MRS is limited by the complexity of its acquisition, processing, and data interpretation[70]. It suffers from a low sensitivity and poor spatial resolution. It can only act as a complementary tool that supplements the results of basic MRI examination.
PET scan: Fluorodeoxyglucose and PSMA PET
Fluorodeoxyglucose (FDG) PET scan plays a limited role in primary RCC due to low sensitivity[71] but can be useful in case of aggressive or advanced RCC[72], recurrent disease[73], and metastatic RCC[74], and for post-treatment evaluation[75]. As FDG is excreted by the kidneys, FDG PET is not suitable for local staging of primary RCC. However, it has a crucial role in overall staging of the disease, differentiating malignant vs bland thrombosis in the renal vein/inferior vena cava, detecting metastasis to distant sites, detecting recurrent/residual disease in postoperative/chemotherapy evaluation, monitoring response to therapy, and restaging of the disease. Quantitative measurement of maximum standardized uptake values(SUVs) can be done for objective assessment. The higher the SUV, the more dismal the prognosis. A cut-off of 3 is seen to be optimal to differentiate low grade vs high-grade RCC[75].

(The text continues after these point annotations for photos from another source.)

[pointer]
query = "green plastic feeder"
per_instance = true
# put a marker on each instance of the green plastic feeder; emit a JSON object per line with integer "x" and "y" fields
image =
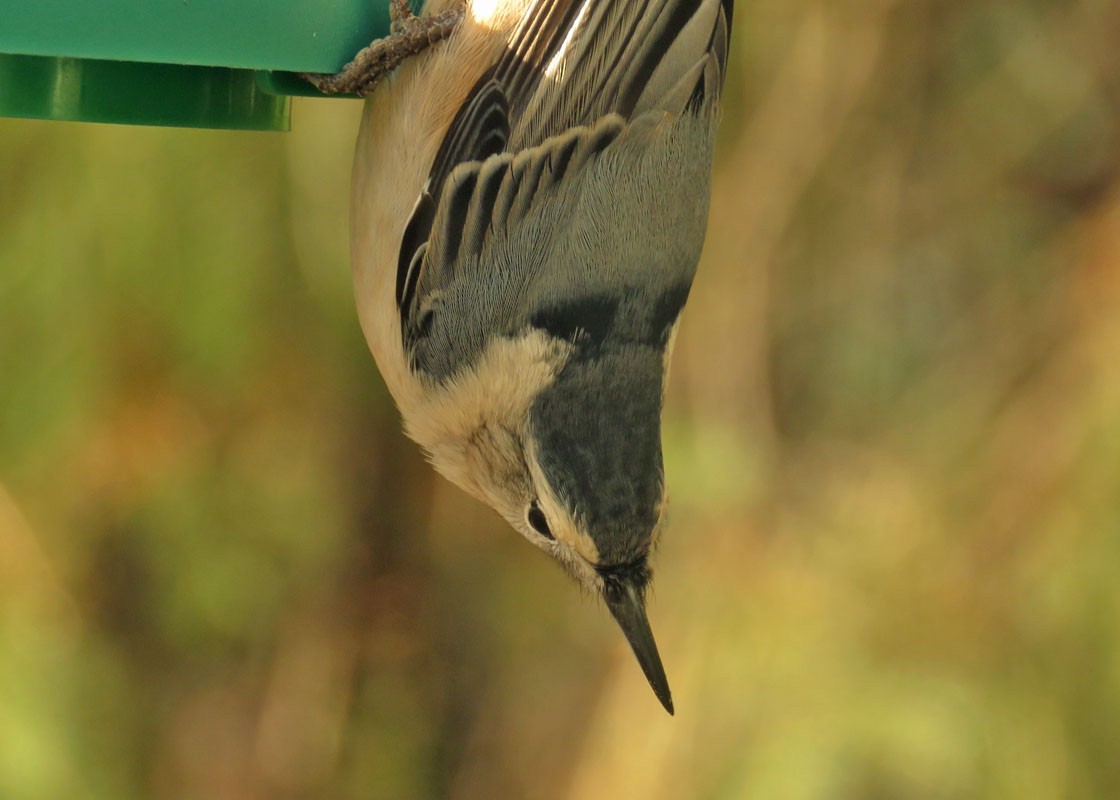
{"x": 187, "y": 63}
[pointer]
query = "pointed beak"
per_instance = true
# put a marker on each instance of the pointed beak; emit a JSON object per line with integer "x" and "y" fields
{"x": 628, "y": 608}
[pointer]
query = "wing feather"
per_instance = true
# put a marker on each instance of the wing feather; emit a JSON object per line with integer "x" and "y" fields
{"x": 574, "y": 74}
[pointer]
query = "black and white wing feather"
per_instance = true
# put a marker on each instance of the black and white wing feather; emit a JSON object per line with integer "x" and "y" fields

Although FDG is the most common tracer to be used for PET, other new tracers like 68Ga-PSMA, 18F-fluoroethylcholine, 11C-acetate, 18F-fluoromisonidazole, and 18F-fluorothymidine are being investigated[76]. Prostate-specific membrane antigen (PSMA) is a molecule that is expressed in prostatic cells and has established application in the prostatic tumor. Further research showed its expression on neovasculature of renal cancer cells and hence its potential role in RCC has been explored by researchers with encouraging results[77]. Several studies have shown a change in the management of RCC when gallium PSMA PET was used for primary staging compared with CECT scan due to detection of small areas of metastasis and synchronous malignancies[78]. Gallium PSMA PET is proven to be better than FDG PET for oligometastatic RCC[79].